Saturday, June 20, 2015

Time and Space

A couple of very good books read recently.

The First Fifteen Lives of Harry August by Claire North is near-on impossible to put down. It's about a bloke called Harry August who, when he dies, lives his life over again - but remembering everything that happened before. He can change small things - such as going into different professions or marrying different people - but the big stuff like the Second World War or his mum dying young from cancer is rather set in stone. And Harry's not alone, either - there's a whole network or "oroborans", looking out for each other and passing messages to one another forward and backward in time. Including a message from the future that the end is coming, and increasingly quickly...

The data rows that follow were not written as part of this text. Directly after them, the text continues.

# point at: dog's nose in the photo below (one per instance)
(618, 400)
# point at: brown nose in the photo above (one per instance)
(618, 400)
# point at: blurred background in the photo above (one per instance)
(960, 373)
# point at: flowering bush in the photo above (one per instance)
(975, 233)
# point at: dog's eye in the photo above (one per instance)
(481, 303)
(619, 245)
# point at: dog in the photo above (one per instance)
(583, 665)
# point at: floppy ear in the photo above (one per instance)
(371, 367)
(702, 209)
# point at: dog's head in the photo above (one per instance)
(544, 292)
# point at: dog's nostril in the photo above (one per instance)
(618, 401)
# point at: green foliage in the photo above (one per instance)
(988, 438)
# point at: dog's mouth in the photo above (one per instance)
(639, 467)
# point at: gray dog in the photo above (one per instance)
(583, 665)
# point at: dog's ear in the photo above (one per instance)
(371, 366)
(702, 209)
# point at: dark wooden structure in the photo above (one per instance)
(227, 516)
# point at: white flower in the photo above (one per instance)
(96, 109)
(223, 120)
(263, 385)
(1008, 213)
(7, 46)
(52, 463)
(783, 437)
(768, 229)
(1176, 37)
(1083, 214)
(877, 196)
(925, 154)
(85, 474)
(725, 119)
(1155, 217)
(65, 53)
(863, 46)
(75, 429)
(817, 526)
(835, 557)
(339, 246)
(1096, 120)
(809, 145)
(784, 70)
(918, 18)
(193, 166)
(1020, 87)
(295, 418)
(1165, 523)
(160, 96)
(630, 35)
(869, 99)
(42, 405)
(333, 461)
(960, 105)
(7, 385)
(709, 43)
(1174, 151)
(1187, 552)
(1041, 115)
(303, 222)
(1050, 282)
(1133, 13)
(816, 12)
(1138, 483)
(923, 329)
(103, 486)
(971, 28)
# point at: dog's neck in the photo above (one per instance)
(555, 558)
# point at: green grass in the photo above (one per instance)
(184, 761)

It's one of those books that starts with a brilliant, ridiculous idea and plays it out perfectly logically, but then adds ever more thrilling developments. To say more would only spoil it, but gosh it is good.

An Astronaut's Guide to Life on Earth by Chris Hadfield is packed full of fascinating detail about the counter-intuitive nature of working in Earth orbit. For example, there's this moment in November 1995, when Hadfield was on a space shuttle that docked with the Russian Mir space station. It was an extremely complicated bit of orbital mechanics, but they docked successfully - and three seconds early.
"Only we couldn't get the hatch open. On the other side, they were kicking it with all their might. But the Russian engineers had taped, strapped and sealed our docking module's hatch just a little too enthusiastically, with multiple layers. So we did the true space-age thing: we broke into Mir using a Swiss Army knife. Never leave the planet without one."
Chris Hadfield, An Astronaut's Guide to Life on Earth (2015 [2013]), p. 191.
But the book aims to find life lessons from Hadfield's experience that we can all benefit from, so there's lots of home-spun advice about why it's good to sweat the small stuff and to be prepared. An example is Hadfield learning "Rocket Man" on the guitar on the off-chance that he met Elton John (which he did) and was invited to play something with him (which he wasn't).

I found Hadfield's drive and goal-orientation a bit wearying, but he's an extremely amiable, likable guy - and quick to recount his own failures and mistakes, such as that time one of his colleagues got a face-full of his nail clippings. He's also got a very accessible style, coolly acknowledging the weirdness and danger and randomness of his day job. And it's hard to not like the guy responsible for the first ever music video recorded in space.